\( y ^ { 3 } y ^ { \prime \prime } = 1 \)

To solve the equation \( y^3 y'' = 1 \), we begin by rewriting it in a more manageable form. This can be expressed as \( y'' = \frac{1}{y^3} \). It's a second-order differential equation, and observing that the right-hand side is a function of \( y \) suggests a potential use of substitution. You can let \( p = y' \), and thus \( y'' = p \frac{dp}{dy} \). This transforms your equation into \( p \frac{dp}{dy} = \frac{1}{y^3} \), which you can integrate by separating variables.
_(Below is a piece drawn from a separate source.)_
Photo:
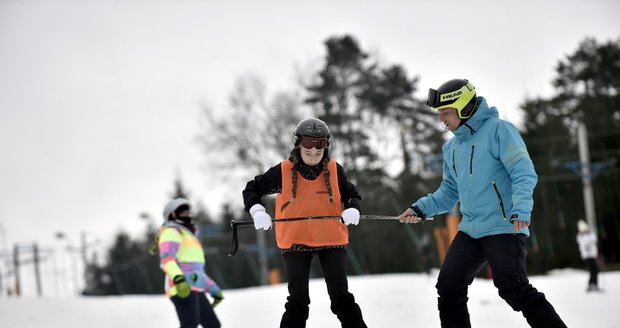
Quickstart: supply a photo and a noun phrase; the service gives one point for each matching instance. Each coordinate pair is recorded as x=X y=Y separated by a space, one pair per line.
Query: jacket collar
x=474 y=123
The journey doesn't end there, though! After integrating, you'll need to revisit \( p \) and express the solution in terms of \( y \) to find the general solution, or specific solutions, depending on your initial conditions. Happy solving! To really dig into the essence of solving differential equations like this one, knowing the relationship between functions and their derivatives can have profound implications in physics, engineering, and beyond. For instance, oscillation problems in mechanical systems often lead to similar types of equations, showcasing just how intertwined mathematics and the physical world truly are. In tackling differential equations, one common mistake is rushing to solve without considering the nature of the solutions. Always check if your function is defined over the relevant interval, and remember to verify any constants of integration with initial or boundary conditions. This can save you from pursuing paths that led you astray!